Step 1 CUDA installation
To use Caffe and NVIDIA GPU together, you need to install CUDA Toolkit.
Step 2 cuDNN installation
Download cuDNN library for Linux, here you need to register Accelerated Computing Developer Program;
After downloading, unzip the file and copy it to the CUDA directory. Take cuDNN v5.1 as an example:
tar zvxf cudnn-8.0-linux-x64-v5.1.tgz
cd cuda/
sudo cp lib64/lib*/usr/local/cuda/lib64/
sudo cp include/cudnn.h /usr/local/cuda/include/
- Establish a soft link and update:
cd /usr/local/cuda/lib64/
sudo rm -rf libcudnn.so libcudnn.so.5
sudo ln -s libcudnn.so.5.1.10 libcudnn.so.5
sudo ln -s libcudnn.so.5 libcudnn.so
sudo ldconfig -v
Note: cuDNN has poor compatibility in many projects. It may be necessary to install a specific historical version. You only need to modify the version in the above command.

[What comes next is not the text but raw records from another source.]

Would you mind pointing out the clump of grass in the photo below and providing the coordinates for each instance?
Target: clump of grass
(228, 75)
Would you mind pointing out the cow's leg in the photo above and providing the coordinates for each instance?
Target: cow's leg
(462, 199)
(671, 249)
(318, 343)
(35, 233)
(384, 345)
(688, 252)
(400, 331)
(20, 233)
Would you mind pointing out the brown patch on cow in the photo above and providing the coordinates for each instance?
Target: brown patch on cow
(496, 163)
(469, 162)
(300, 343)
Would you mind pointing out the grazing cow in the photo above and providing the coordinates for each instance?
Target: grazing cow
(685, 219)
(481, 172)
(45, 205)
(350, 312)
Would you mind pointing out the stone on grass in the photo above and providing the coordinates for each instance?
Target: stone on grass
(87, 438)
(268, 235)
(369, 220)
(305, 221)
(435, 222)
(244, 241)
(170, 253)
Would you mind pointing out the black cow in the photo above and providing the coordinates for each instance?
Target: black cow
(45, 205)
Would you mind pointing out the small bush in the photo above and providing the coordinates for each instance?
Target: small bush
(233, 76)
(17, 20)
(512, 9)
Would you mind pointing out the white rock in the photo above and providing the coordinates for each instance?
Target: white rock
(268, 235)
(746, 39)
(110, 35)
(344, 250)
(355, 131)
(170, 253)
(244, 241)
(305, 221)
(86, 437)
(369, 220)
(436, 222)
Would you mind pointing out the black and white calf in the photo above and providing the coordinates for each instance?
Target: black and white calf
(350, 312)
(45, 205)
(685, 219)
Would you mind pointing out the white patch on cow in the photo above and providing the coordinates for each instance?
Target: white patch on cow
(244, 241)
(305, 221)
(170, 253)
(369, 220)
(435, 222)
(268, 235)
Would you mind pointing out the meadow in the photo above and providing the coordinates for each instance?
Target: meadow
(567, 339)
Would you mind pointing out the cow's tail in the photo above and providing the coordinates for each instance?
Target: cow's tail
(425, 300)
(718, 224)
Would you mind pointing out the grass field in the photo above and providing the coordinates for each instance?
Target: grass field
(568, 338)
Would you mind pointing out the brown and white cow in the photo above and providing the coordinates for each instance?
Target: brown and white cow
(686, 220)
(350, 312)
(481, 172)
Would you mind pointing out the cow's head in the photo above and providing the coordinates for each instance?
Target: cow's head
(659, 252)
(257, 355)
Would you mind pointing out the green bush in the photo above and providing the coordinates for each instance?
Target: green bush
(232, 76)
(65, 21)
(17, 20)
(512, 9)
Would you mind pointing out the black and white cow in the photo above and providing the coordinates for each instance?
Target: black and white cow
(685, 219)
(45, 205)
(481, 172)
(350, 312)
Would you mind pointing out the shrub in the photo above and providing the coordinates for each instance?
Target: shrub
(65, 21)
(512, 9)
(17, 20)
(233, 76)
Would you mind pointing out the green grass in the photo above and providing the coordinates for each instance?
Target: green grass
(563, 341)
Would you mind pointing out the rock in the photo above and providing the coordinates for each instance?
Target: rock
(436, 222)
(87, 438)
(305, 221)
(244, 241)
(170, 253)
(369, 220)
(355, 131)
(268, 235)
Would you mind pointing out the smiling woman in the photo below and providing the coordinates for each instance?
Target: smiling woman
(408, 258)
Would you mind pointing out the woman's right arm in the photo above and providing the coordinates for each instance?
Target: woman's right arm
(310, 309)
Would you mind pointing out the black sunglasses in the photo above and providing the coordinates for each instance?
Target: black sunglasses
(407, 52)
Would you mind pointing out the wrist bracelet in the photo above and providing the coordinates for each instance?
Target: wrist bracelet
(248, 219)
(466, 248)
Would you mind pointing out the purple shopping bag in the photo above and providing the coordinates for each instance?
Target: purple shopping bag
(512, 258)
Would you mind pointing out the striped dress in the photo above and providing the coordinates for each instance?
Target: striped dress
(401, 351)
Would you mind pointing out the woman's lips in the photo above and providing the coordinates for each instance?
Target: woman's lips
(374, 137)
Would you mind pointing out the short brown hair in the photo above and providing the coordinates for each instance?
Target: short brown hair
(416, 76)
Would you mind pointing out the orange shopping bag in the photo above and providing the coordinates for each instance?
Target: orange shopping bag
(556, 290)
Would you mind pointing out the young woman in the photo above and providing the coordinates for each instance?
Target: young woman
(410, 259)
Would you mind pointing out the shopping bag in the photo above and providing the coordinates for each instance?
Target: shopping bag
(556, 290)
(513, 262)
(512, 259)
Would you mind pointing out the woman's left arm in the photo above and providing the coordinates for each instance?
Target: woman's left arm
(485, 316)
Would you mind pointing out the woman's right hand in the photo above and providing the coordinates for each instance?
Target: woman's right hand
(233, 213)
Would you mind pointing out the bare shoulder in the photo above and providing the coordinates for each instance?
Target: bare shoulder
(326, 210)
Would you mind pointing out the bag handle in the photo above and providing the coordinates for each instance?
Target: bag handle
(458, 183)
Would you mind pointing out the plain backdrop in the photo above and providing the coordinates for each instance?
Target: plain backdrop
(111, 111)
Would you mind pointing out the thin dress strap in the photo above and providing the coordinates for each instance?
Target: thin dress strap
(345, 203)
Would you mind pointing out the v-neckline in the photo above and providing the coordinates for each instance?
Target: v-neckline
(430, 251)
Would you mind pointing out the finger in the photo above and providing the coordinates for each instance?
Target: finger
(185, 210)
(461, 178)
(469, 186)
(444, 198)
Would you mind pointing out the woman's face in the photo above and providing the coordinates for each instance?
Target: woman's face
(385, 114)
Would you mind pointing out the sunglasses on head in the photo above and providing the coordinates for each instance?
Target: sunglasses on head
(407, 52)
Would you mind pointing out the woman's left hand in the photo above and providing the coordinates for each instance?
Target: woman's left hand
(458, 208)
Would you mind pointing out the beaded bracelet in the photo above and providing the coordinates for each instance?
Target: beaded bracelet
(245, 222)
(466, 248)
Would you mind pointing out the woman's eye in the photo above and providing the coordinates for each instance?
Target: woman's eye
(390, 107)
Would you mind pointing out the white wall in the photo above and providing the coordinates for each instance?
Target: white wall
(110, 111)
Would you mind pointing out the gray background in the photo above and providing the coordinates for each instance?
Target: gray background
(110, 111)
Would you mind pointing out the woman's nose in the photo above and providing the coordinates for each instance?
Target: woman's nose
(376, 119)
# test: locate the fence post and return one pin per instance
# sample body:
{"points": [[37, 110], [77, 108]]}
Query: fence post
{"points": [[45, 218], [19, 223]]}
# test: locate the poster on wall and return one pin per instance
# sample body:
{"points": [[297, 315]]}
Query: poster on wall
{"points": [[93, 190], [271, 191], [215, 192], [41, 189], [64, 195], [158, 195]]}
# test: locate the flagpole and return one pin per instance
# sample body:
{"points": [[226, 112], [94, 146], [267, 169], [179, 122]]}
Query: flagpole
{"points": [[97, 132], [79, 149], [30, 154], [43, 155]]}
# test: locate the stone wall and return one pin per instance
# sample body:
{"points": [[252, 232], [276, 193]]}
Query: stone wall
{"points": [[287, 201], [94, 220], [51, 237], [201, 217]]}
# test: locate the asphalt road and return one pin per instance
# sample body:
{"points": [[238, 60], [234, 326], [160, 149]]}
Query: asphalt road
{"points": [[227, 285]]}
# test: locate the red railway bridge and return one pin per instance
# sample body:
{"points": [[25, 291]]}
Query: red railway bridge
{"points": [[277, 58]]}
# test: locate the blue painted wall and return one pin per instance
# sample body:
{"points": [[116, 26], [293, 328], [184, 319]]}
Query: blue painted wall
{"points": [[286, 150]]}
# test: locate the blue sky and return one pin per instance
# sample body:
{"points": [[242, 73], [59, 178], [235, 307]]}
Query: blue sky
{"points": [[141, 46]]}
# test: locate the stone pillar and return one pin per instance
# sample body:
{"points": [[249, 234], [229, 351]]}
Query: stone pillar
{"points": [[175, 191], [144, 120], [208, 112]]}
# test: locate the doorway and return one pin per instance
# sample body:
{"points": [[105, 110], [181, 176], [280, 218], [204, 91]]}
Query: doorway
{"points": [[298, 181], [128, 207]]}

Check whether caffe successfully uses cuDNN v5:
ldd ./build/tools/caffe.bin | grep cudnn
$ sudo apt-get install libprotobuf-dev libleveldb-dev libsnappy-dev libopencv-dev libhdf5-serial-dev protobuf-compiler libgflags-dev libgoogle-glog-dev liblmdb-dev libatlas-base-dev git
$ sudo apt-get install --no-install-recommends libboost-all-dev
$ sudo apt-get install libatlas-base-dev #Install ATLAS
$ sudo apt-get install libopenblas-dev #Install OpenBLAS
$ sudo apt-get install libgflags-dev libgoogle-glog-dev liblmdb-dev
$ git clone https://github.com/NVIDIA/nccl.git
$ cd nccl
$ sudo make install -j4
$ sudo ldconfig
The NCCL library and file header will be installed in /usr/local/lib and /usr/local/include.
NCCL is mainly used to speed up the process of collective in a multi-GPU environment. When multiple GPUs are used for training at the same time, it makes a synchronization, or reduction, to speed up the collective process.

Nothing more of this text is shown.